It's Turningshaw Farm - lady is Lynne Thomson, she's on Facebook.


----------



## Borntobeaprincess (20 August 2014)

Hey I keep my horses at Fordbank
Livery depends on what height the horse or pony is, but if it's a horse assisted livery starts at £65 per week, that includes stable, grazing, use of arenas and no additional charge for floodlights, all bedding and haylage. Also turnout and bring in 7 days a week, putting in haynets and breakfasts/dinners and holding for the farrier, vet etc.
I love it there.
I think they changed the phone number recently, so it's not the same one on the advertising board outside. Best thing to do would be to pop in, they have a late night on a Thursday until 7 or 8? and are staffed 7 days a week between 9-5. Or if you want I can message you the new number.... If I can figure out how to do that &#128514;


----------



## Brightbay (20 August 2014)

Probably also worth speaking to Sue at Wellstrand - I think their turnout is probably better than Fordbank (I pass Fordbank's on the train twice a day and even in the summer there never seem to be many horses out - I would imagine it's even more restricted in winter). Wellstrand have a Facebook page with contact details


----------



## Borntobeaprincess (21 August 2014)

Horses get turned out every day, summer and winter at Fordbank. There isn't a huge amount of grazing but it's well managed. The field you see on the train is the riding school ponies field, the school ponies go out at night and come in during the day, then the yard owner puts her horses out in that field for a few hours during the day, that's why there are only a couple out.

My horses are out overnight in the summer and come in during the day to keep them in when flies are bad, and in the winter they are out during the day and in at night.

If it's totally disgusting I ask the staff to keep my horses in, they will put hay and water into them.

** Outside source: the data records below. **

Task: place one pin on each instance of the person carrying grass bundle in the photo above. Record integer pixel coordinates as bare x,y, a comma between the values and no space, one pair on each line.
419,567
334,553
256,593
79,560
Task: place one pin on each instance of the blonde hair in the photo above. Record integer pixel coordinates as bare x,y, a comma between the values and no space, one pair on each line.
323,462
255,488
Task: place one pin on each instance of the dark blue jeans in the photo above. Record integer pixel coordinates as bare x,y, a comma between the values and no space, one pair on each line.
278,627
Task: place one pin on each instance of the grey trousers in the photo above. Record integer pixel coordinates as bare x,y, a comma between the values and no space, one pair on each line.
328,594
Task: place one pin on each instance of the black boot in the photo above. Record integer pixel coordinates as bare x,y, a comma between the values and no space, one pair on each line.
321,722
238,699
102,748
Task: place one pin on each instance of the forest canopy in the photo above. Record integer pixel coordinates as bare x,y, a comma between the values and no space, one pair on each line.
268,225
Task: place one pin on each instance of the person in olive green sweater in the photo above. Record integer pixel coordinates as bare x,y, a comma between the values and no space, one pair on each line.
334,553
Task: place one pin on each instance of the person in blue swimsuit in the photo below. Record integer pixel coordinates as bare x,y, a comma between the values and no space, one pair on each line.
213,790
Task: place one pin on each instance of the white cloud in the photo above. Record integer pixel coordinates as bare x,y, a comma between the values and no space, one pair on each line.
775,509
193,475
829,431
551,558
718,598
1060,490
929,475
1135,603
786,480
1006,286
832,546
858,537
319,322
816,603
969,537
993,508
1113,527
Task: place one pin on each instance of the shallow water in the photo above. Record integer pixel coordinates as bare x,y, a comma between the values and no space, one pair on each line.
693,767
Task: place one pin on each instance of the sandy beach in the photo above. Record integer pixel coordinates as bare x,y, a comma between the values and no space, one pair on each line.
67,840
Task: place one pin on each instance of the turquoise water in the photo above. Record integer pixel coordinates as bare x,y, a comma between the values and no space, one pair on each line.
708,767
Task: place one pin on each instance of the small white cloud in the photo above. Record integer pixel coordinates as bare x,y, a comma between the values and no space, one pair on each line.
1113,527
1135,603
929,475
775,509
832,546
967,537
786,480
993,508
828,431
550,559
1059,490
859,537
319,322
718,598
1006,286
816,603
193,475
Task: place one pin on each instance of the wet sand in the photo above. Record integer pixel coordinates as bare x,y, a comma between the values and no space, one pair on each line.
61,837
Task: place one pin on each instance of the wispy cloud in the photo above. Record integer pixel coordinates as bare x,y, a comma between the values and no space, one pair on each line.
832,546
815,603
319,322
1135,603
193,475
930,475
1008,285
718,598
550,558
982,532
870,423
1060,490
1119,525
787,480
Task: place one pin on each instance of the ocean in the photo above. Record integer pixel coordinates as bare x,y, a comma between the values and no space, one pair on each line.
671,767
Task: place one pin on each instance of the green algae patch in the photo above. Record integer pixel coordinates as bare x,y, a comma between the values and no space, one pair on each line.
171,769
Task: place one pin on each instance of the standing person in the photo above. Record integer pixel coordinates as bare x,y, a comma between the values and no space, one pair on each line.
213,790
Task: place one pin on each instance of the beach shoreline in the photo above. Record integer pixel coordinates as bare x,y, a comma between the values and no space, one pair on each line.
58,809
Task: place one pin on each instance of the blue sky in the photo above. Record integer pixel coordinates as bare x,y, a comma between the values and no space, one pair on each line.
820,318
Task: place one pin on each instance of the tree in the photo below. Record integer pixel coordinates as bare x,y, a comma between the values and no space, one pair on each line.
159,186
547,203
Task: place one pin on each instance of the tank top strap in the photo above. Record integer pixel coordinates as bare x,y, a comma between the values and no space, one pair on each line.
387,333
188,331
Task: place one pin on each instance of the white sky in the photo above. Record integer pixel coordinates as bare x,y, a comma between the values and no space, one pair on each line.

That's my choice.

Wellstrand does have a lot more grazing than fordbank, so really depends what you are looking for. They don't have the same arena facilities though. Wellstrand is a nice yard, very quiet and ideal if you like hacking out. Personally I like to do a bit if work in the school so opted for the facilities such as the full set of jumps and large outdoor they have at fordbank. 

Both yards have their good points and weaknesses, but wouldn't say anything bad about either if them as I have liveried at both


----------